Everything in the same region, same prediction.
Although the region can be any shape, but boxes are easy to interpret.
Optimal is infeasible.
Top down and greedy approach, i.e. select best variable to best split which results to best RSS reduction.
The results are piecewise constant

Pruning a tree

Large tree: overfit and poor test data.
Better strategy: build a large tree and prune it back
- Cost complexity pruning, penalize with tree size (i.e. # of terminal nodes) with alpha.
Looks like the lecture does not cover the details on how to prune the tree

Tree algorithm

Recursive binary splitting to grow large tree, stop when terminal nodes have less observations
- Note, it doesn't say how to select the optimal split point that results to RSS reduction
Prune the tree based on cost complexity pruning for a sequence of alpha.
Use the K-fold cross validation to choose alpha.
Go back to step 2 and choose the tree.

Regression tree

Hitter's data:

* Number of years + Number of hits to predict
* Internal node is a split of one predictor
* The prediction is the mean of obsvervations in the leaf node.

Classification tree

Terminal node: instead of mean, use majority vote.
Internal node: split cannot base on RSS, but classification error rate is not sensitive for tree growth
- Gini index, a measure of purity
- cross-entropy, similar to Gini index

Lecture 8.2 Bagging

Bagging

Bootstrap aggregation (bagging) is a general procedure to reduce the variance of a stat learning method.
- Simple example, if Z1, ..., Zn are iid, with sigma^2 variance, them sum(Zi)/n variance is s^2/n
Generate B different bootstrapped training data and
- Can be repeated? YES
- What is size of each bootstrap data set.
OOB error
- One observation will be 2/3 trees' training set, so about 1/3 trees won't have it perfect for test error estimation.
- Useful when decide number of trees.
Random forest
- choose m = sqrt(p) for split candidates.
- The purpose is to reduce the correlation between trees.
Gene example
- Choose 500 genes with largest variance out of 4718 genes. Why is that?
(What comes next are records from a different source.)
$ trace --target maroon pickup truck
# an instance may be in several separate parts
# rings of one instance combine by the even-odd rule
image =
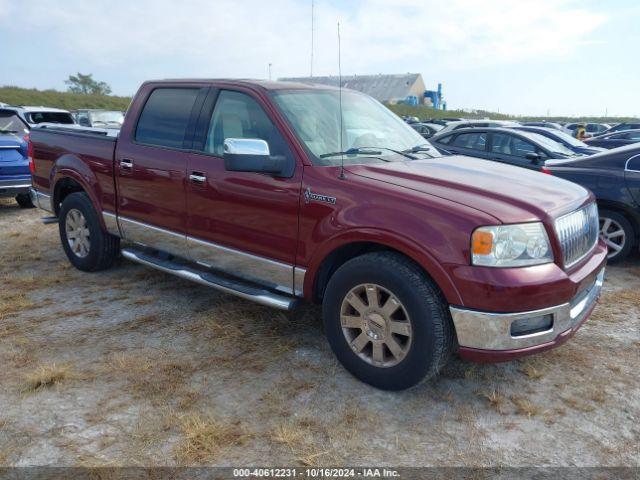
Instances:
[[[119,134],[31,133],[34,202],[71,263],[127,259],[280,309],[323,305],[359,379],[410,387],[452,352],[567,340],[607,250],[584,188],[442,157],[372,98],[295,83],[154,81]]]

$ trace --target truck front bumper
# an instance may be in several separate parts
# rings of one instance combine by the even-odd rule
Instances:
[[[0,197],[15,197],[21,193],[29,193],[31,177],[24,178],[0,178]]]
[[[476,362],[501,362],[561,345],[593,311],[603,280],[604,268],[571,301],[540,310],[488,313],[450,307],[460,356]]]
[[[36,207],[49,213],[53,213],[53,208],[51,207],[51,197],[49,195],[41,193],[35,188],[29,189],[29,195],[31,196],[31,202]]]

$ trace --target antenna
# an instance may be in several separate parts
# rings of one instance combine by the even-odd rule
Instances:
[[[340,109],[340,180],[347,178],[344,175],[344,148],[342,147],[342,65],[340,61],[340,22],[338,22],[338,104]]]
[[[311,0],[311,74],[310,77],[313,77],[313,0]]]

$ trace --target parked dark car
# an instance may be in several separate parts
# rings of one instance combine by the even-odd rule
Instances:
[[[562,130],[562,125],[555,122],[523,122],[522,125],[525,127],[546,127],[553,128],[555,130]]]
[[[602,148],[618,148],[625,145],[640,142],[640,130],[622,130],[613,133],[605,133],[598,137],[587,138],[585,140],[589,146]]]
[[[29,126],[10,110],[0,111],[0,197],[13,197],[22,208],[33,207],[29,190]]]
[[[579,155],[550,138],[512,128],[465,128],[439,133],[429,142],[442,153],[495,160],[532,170],[540,170],[548,159]]]
[[[563,132],[562,130],[556,130],[554,128],[546,128],[546,127],[513,127],[516,130],[522,130],[524,132],[537,133],[551,140],[555,140],[556,142],[560,142],[562,145],[567,147],[569,150],[574,151],[575,153],[579,153],[581,155],[594,155],[596,153],[603,152],[605,149],[597,147],[595,145],[587,145],[581,140],[572,137],[568,133]]]
[[[640,130],[640,123],[638,122],[632,122],[632,123],[619,123],[617,125],[614,125],[613,127],[611,127],[610,129],[608,129],[607,131],[603,132],[603,135],[606,135],[607,133],[613,133],[613,132],[623,132],[625,130]]]
[[[413,128],[424,138],[431,138],[444,127],[436,123],[412,123],[411,128]]]
[[[461,128],[516,127],[518,122],[511,120],[460,120],[447,123],[440,133],[452,132]]]
[[[550,161],[545,171],[595,194],[609,262],[626,258],[640,236],[640,145],[581,159]]]
[[[586,123],[586,122],[577,122],[577,123],[567,123],[563,130],[569,135],[575,136],[576,130],[579,126],[584,125],[584,129],[587,135],[596,136],[602,135],[607,130],[611,128],[611,125],[608,123]]]

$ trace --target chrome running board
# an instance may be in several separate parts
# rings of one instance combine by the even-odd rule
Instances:
[[[165,273],[170,273],[185,280],[215,288],[231,295],[236,295],[246,300],[278,308],[280,310],[292,310],[297,301],[293,297],[281,295],[259,286],[243,283],[240,280],[232,280],[208,269],[199,269],[197,265],[182,262],[179,259],[160,258],[147,251],[135,248],[123,248],[122,256],[128,260],[141,263]]]

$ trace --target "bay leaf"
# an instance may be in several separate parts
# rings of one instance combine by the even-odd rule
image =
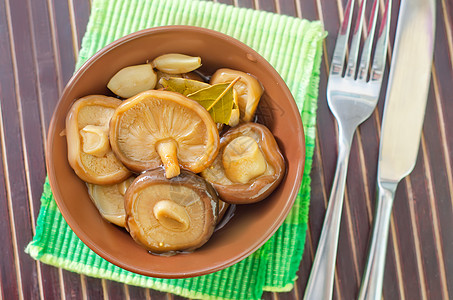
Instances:
[[[233,85],[233,82],[214,84],[187,97],[206,108],[214,122],[228,125],[234,104]]]
[[[184,96],[193,94],[196,91],[199,91],[201,89],[208,88],[211,86],[208,83],[201,82],[198,80],[178,78],[178,77],[170,77],[170,78],[162,77],[159,80],[159,84],[161,84],[162,87],[166,91],[177,92],[177,93],[183,94]]]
Intuitively correct

Lecture 8.3 Boosting

Bagging builds trees independently
Boosting builds trees sequentially

Idea

Fit small trees to the residual, Shrink it by lambda.
Improve it slowly by adding this new decision tree into the fitted function.
Gene example, even stump outperforms the random forest
Tuning parameters
- No. of Trees: B
- Shrinkage parameters lambda, usually 0.01 or 0.001
- No. of splits: d, usually try 1, 2, 4, 8

Variable Importance measure

Regression, total amount of the RSS decreased, average over all B trees.
Total amount Gini index decreased given predictor, average over all B trees.